When each design fits
Choose XOXNO when you want:
- Deep shared liquidity for major assets (USDC, XLM) instead of choosing among many pools.
- Timelocked governance for visibility into risk changes.
- Simple account balances and cross-asset positions in one place.
- Atomic migration from approved Blend positions.
- Strategy flows (multiply, collateral/debt swaps) that compose across the shared pool and spokes.
Choose Blend when you want:
- An isolated pool tuned exactly for a community, asset set, or use case.
- Permissionless creation without waiting for protocol governance.
- Receipt tokens that plug into other DeFi primitives.
- The backstop module as explicit first-loss insurance funded by BLND/USDC deposits.
- Non-collateral supply on the same account.
Many users will use both. The protocols are complementary on the same chain.
Start with live markets
Both protocols support USDC and XLM today. On XOXNO those live in the Core hub:
- Go to the lending markets to supply or borrow.

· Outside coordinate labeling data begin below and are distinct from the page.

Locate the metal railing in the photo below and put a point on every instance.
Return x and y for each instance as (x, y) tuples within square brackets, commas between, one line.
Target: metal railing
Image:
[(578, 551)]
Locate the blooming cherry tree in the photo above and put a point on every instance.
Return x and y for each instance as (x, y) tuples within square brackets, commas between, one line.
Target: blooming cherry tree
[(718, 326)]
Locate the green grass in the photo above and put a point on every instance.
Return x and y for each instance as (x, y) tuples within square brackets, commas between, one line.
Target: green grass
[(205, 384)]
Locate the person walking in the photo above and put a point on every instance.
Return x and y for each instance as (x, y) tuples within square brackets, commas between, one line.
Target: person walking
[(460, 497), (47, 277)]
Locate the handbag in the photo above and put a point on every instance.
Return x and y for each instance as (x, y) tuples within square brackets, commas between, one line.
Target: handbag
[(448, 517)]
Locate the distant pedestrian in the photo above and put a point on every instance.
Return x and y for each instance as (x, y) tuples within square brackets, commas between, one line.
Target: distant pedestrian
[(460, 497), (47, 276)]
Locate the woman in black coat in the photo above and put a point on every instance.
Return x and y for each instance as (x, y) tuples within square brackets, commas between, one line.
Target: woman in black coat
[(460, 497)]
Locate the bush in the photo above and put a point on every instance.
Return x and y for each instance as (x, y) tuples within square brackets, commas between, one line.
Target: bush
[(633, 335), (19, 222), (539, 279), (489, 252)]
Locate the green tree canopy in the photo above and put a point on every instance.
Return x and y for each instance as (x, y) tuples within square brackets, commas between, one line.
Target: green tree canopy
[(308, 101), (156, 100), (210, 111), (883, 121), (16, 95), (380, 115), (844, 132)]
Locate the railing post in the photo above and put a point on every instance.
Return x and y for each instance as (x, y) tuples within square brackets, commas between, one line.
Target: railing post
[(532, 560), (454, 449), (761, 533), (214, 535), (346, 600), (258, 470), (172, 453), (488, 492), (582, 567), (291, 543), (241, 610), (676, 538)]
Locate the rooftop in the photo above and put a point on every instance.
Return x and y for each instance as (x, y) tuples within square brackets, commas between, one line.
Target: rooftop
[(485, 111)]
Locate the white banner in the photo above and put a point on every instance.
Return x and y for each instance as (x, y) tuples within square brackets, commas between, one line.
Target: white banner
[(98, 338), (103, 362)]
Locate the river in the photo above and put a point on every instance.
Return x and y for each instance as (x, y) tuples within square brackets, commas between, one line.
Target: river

- Use swap to enter the assets.
Read the hubs and spokes article for how XOXNO isolates liquidity while keeping one pool, and the features article for timelock, curves, and migration details. Always check live parameters and caps before moving size.
This comparison is for educational purposes. Protocol parameters, backstop depths, and market conditions change. Verify current state on each UI and in the on-chain configs.